Did you know Johnny Storm and Steve Rogers were the same person? Yeah, me neither. But little things like cognition never stopped the folks over at Marvel from hammering out a movie. If Spider-Man’s tattered battle dress wasn’t enough to get your eyes rolling, how about a paper-mâché uniform for the legendary Captain America? Yeah, how about that. Marvel says its crappy design is intentional because “you couldn’t take him seriously in his flag pajamas,” according to director Joe Johnston.
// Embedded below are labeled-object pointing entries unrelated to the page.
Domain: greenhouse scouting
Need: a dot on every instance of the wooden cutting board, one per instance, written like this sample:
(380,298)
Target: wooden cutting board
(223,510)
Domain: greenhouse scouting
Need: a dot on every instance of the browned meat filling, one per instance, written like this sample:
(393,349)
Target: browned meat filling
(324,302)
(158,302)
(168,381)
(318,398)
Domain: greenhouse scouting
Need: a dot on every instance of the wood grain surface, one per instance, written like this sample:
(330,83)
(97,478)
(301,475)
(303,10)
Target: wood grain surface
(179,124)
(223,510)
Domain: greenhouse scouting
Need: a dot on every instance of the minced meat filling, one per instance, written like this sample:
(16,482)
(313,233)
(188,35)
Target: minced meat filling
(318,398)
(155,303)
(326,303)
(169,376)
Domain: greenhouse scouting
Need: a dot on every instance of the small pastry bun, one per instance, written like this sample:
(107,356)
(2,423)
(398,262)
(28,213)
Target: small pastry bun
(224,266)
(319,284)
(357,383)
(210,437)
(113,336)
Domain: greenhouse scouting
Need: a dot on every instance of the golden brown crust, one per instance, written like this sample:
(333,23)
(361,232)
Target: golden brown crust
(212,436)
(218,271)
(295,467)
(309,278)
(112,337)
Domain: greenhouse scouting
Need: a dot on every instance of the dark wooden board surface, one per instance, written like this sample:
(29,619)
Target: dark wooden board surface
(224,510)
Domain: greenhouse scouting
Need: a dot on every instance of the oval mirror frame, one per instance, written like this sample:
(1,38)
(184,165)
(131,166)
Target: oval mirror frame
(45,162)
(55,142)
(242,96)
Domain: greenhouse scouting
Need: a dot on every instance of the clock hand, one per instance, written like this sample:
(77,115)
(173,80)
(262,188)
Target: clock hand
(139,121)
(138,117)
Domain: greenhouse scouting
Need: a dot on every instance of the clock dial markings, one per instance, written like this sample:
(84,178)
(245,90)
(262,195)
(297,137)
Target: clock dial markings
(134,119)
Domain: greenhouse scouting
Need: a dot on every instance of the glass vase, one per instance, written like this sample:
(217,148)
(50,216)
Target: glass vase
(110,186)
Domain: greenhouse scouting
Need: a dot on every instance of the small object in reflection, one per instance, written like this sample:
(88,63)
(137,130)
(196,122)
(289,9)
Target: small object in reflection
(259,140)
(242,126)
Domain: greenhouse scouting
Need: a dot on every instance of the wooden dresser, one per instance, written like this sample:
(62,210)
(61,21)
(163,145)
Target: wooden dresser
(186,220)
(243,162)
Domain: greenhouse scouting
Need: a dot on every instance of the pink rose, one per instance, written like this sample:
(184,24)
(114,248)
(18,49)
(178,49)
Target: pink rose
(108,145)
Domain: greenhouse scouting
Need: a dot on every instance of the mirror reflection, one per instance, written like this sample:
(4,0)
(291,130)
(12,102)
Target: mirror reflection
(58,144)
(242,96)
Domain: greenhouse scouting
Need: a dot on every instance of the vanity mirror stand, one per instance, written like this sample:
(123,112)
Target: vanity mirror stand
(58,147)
So with that, we should take it that invulnerable pajama jeans are much more appropriate for an outdated franchise that needs an incredible first silver screen impression just to be accepted in general conversation. Maybe the suit is fire-proof in the case Cap feels the need to “flame on” or maybe his shield is made of Styrofoam. In any instance, the WWII premise isn’t exactly a big drawl for all the kiddies too accustomed to associating warfare with desert sands and Arabic-speaking terrorists as they pile up hours on Call Of Duty on the console of their choice.
America, we deserve better! Captain America: The First Avenger just wants to be your midsummer’s night dream, snatch your $11 for the 3D fee and have you yawning over the previous two hours as you scrape popcorn kernels from your back molars.
And he shall not be avenged for a sequel!